Eight religious leaders raised their flocks together for eight daylights in one room. It was a dangerous move
In a small building in the foreboding darknes of Jerusalems Mount Zion, Rabba Tamar Elad-Abblebaum searched upon a mob sitting attentively before her. We have had a long way to go to prepare for this evening, she pronounced with a soft smile. Today we all do something very brave.
Certainly this gathering was unlike any she, the leader of an Orthodox Jewish community in Jerusalem, was used to addressing. As well as the usual modest dress and kippah tattered in her synagogue, there were some bridges worn around necks. Others sat in the traditional black gown of the Copts, another in the Muslim hijab and various nuns in their attires gathered together at the back of the area. Many were wearing no religion garb at all. But they were all there to pray.

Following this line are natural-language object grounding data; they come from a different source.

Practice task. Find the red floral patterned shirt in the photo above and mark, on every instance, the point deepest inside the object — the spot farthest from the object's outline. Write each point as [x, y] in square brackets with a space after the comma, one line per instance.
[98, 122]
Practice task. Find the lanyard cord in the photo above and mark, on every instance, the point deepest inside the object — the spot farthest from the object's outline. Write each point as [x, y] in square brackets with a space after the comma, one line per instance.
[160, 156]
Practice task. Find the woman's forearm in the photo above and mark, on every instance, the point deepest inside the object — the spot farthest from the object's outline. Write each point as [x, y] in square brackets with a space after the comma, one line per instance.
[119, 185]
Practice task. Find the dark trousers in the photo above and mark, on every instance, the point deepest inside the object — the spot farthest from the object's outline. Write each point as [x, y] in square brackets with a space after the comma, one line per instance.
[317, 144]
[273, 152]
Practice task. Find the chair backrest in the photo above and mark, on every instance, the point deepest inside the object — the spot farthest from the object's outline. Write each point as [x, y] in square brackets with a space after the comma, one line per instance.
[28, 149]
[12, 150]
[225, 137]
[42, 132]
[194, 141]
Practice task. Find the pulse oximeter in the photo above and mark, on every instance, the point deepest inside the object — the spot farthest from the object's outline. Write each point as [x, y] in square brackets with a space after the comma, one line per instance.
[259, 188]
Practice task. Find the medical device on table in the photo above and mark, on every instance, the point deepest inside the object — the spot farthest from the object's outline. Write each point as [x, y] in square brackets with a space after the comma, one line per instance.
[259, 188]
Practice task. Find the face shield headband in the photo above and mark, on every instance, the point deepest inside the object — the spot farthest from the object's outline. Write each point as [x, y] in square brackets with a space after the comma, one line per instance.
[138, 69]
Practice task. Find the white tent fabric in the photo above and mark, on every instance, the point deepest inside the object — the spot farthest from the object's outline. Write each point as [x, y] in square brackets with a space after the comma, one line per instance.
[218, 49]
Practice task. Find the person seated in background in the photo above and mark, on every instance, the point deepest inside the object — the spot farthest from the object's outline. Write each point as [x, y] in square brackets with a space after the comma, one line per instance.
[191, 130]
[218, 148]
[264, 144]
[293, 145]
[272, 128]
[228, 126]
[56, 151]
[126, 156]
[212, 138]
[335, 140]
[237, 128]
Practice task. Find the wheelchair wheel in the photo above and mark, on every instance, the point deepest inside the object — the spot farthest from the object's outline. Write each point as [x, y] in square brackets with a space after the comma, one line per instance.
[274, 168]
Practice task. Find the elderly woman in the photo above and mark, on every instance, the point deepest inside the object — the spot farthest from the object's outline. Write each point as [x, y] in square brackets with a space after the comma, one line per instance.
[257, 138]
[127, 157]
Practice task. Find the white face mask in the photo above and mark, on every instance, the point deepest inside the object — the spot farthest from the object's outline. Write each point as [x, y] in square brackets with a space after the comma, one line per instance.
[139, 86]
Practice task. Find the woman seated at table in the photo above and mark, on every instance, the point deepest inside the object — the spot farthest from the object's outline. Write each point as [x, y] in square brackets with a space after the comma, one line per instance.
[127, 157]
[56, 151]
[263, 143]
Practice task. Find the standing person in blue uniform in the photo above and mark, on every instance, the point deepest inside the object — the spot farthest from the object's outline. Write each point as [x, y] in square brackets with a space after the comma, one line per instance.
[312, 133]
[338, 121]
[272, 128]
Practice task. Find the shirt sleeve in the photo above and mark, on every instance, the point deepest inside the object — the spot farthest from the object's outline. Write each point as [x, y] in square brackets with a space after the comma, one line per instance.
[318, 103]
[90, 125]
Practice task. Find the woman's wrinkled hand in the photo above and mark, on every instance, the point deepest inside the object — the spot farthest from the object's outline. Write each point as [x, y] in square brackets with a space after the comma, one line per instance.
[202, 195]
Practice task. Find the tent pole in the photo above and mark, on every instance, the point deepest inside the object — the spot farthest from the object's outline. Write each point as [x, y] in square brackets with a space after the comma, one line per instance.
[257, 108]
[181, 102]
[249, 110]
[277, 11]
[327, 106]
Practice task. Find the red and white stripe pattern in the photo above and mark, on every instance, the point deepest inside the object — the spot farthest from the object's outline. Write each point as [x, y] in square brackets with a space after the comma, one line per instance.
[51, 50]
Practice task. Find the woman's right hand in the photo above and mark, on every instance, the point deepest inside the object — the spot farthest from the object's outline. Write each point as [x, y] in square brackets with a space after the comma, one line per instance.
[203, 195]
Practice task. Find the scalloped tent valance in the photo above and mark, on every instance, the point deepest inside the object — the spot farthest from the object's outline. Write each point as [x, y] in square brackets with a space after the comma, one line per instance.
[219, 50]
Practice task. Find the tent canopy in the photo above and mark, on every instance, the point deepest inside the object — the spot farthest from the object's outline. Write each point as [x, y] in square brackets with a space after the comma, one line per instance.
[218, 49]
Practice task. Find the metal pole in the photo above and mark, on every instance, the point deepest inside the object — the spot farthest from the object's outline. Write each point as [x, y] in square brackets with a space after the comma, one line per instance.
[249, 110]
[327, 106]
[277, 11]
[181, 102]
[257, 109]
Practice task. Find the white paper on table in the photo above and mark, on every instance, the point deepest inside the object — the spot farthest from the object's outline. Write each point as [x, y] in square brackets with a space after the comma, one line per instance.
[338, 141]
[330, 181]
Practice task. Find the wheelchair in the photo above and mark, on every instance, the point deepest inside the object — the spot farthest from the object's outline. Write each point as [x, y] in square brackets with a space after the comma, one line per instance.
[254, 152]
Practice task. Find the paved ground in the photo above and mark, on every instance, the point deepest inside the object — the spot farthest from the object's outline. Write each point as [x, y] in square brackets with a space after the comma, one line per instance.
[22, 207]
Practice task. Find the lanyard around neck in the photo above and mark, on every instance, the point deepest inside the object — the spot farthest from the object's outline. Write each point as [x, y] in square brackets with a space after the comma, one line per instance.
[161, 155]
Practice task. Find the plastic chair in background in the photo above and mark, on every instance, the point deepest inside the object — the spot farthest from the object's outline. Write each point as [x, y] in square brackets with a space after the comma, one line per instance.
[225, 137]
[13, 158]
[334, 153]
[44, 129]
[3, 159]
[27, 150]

Last week, and for just eight daytimes, a music academy in the lowest valley of Jerusalem was be converted into a communal house of prayer, reputation Amen, bringing together Jewish, Muslim and Christian religious leaders and their parishes to worship together in one chamber. It was a sight rarely seen in this segregated metropolitan.

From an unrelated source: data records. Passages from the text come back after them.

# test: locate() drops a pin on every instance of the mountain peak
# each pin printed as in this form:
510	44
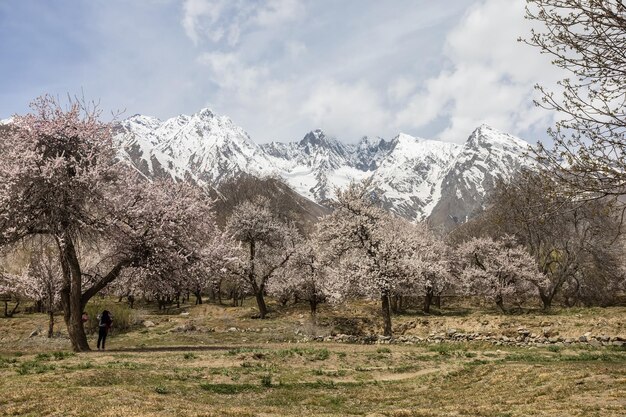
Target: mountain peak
315	137
205	113
485	135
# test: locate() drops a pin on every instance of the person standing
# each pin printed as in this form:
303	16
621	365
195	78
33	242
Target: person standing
104	324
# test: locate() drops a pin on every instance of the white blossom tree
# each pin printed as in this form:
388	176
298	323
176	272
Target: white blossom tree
304	277
370	249
267	245
498	270
60	177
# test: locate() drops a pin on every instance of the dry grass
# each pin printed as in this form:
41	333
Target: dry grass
259	370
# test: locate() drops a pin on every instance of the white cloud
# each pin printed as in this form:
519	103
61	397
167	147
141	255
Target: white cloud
491	77
226	20
350	109
274	12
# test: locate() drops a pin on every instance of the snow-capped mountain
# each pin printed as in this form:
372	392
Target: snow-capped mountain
203	147
486	156
420	178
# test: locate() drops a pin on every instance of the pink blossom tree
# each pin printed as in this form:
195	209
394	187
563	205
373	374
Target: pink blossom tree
304	277
267	245
498	270
432	263
370	249
60	177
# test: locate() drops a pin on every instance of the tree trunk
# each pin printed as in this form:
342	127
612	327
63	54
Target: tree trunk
394	304
72	298
261	303
546	299
500	303
386	315
50	323
313	304
428	299
71	295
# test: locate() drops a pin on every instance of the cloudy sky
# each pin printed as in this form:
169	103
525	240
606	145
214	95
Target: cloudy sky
280	68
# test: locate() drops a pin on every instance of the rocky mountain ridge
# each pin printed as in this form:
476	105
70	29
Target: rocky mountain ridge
420	178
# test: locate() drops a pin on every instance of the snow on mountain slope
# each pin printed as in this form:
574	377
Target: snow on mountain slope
421	178
488	155
203	147
411	174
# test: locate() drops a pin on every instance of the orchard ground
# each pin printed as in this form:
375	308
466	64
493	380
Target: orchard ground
212	360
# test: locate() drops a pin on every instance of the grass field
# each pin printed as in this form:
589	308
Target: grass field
218	361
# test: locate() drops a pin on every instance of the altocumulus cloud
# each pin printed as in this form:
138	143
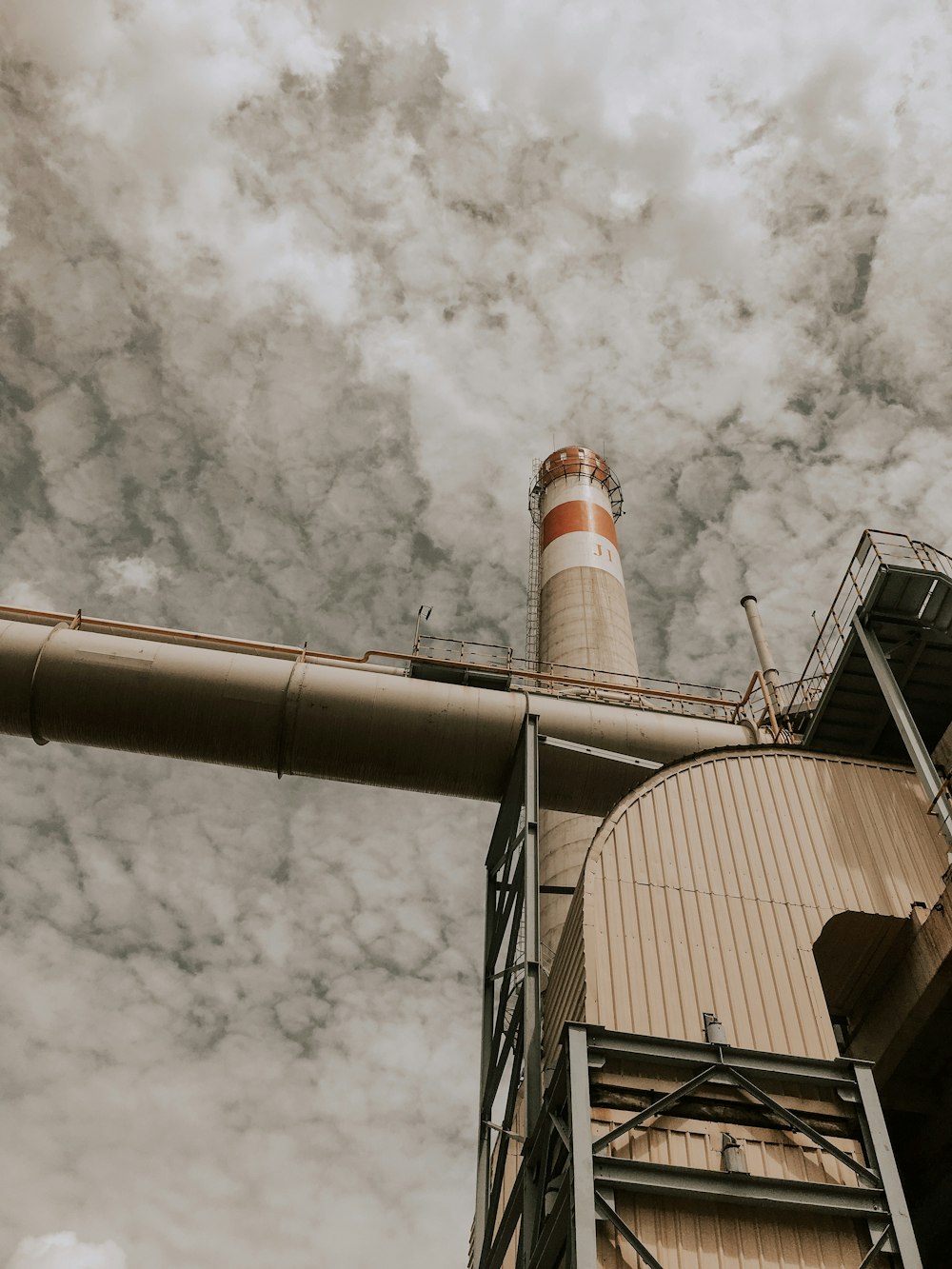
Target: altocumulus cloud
289	297
65	1252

The project, part of the Jerusalem season of culture, was initiated by Elad-Abblebaum and the Muslim Sufi Sheikh Ihab Balah almost a year ago. They contacted out to six other religious people two rabbis, a Franciscan monk, a Catholic priest, a Coptic deaconess and a female Muslim community leader who were very traditional in their beliefs and rehearsals, but also open to discussions with other faiths.
Elad-Abblebaum enunciated: I never guessed something like this would be possible in my lifetime. Jews who live in the territories publicly praying along with Palestinians, this is a big jeopardy and a huge step. But this is not a political programme; we wanted parties received from the right and from the left and to show that faith is beyond ideology. Here, we are reshaping world and we are doing it through prayer.
She emphasised how Amen is not simply brought closer Israels discordant religions, but too men and women, which is almost unheard of in such inter-religious gatherings.